And you need 2005+ (now) so 2006 to do Lyft...an important option to fall back on & lyft DF alone is verrry valuable already.

Both of your examples of XLs are horribly overpriced junk.



Leonard818 said:


> Can EVERYONE bid on gsa auctions? Isn't the dealer license required?


Everyone.

Its not for dealers.
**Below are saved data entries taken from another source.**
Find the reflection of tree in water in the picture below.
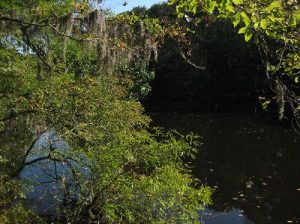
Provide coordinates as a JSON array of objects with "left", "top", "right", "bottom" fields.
[
  {"left": 0, "top": 119, "right": 87, "bottom": 218},
  {"left": 193, "top": 116, "right": 300, "bottom": 224},
  {"left": 151, "top": 113, "right": 300, "bottom": 224},
  {"left": 20, "top": 130, "right": 87, "bottom": 217}
]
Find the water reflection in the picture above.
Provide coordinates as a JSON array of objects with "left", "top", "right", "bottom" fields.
[
  {"left": 202, "top": 208, "right": 254, "bottom": 224},
  {"left": 151, "top": 113, "right": 300, "bottom": 224},
  {"left": 20, "top": 131, "right": 88, "bottom": 217}
]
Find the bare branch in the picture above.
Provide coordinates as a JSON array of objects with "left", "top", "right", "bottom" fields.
[
  {"left": 177, "top": 46, "right": 206, "bottom": 70},
  {"left": 24, "top": 155, "right": 51, "bottom": 166}
]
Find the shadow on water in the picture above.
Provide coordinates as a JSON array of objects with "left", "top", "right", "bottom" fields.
[{"left": 150, "top": 113, "right": 300, "bottom": 224}]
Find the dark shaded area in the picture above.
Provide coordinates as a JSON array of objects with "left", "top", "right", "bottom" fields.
[
  {"left": 139, "top": 4, "right": 300, "bottom": 224},
  {"left": 151, "top": 113, "right": 300, "bottom": 224},
  {"left": 142, "top": 5, "right": 267, "bottom": 114}
]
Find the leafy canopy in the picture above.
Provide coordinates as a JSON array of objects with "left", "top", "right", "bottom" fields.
[{"left": 0, "top": 1, "right": 212, "bottom": 223}]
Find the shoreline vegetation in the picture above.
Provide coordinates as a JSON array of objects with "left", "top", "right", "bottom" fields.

Its government anti-waste and anti-corruption rules overlapping....they MUST make an effort to sell off stuff they no longer use, but have to sell it open to the public to avoid graft and favoritism in exchange for kickbacks.


----------



## Dammit Mazzacane (Dec 31, 2015)

Pros and cons for that era saucy05 :

- Passengers like the back legroom
- Good seats for the driver
- The car's turning radius is shit
- gas mileage is OK but you could do better depending on what's available
- It's rumored that those transmissions aren't meant to last beyond 150,000 miles
- Decent in the snow, probably because of its weight

Three quirks: 
- The headlights are changed from an access panel under the wheelwell. Don't ask me why.
- The back taillight housings are prone to busting and cracking
- Every Fusion seems to have the hand pulls above the doors lose their springs, meaning a floppy handgrabber.

The newer model "sharknose" Fusions seem much more refined.

At $3,500, the price is definitely right for the car. Hope it's the I-4 versus the V6 for gas mileage, but don't expect it to be able to get out of its own way on the freeway.

azndriver87 don't get that old Chrysler 300 , that's not worth it for this gig


----------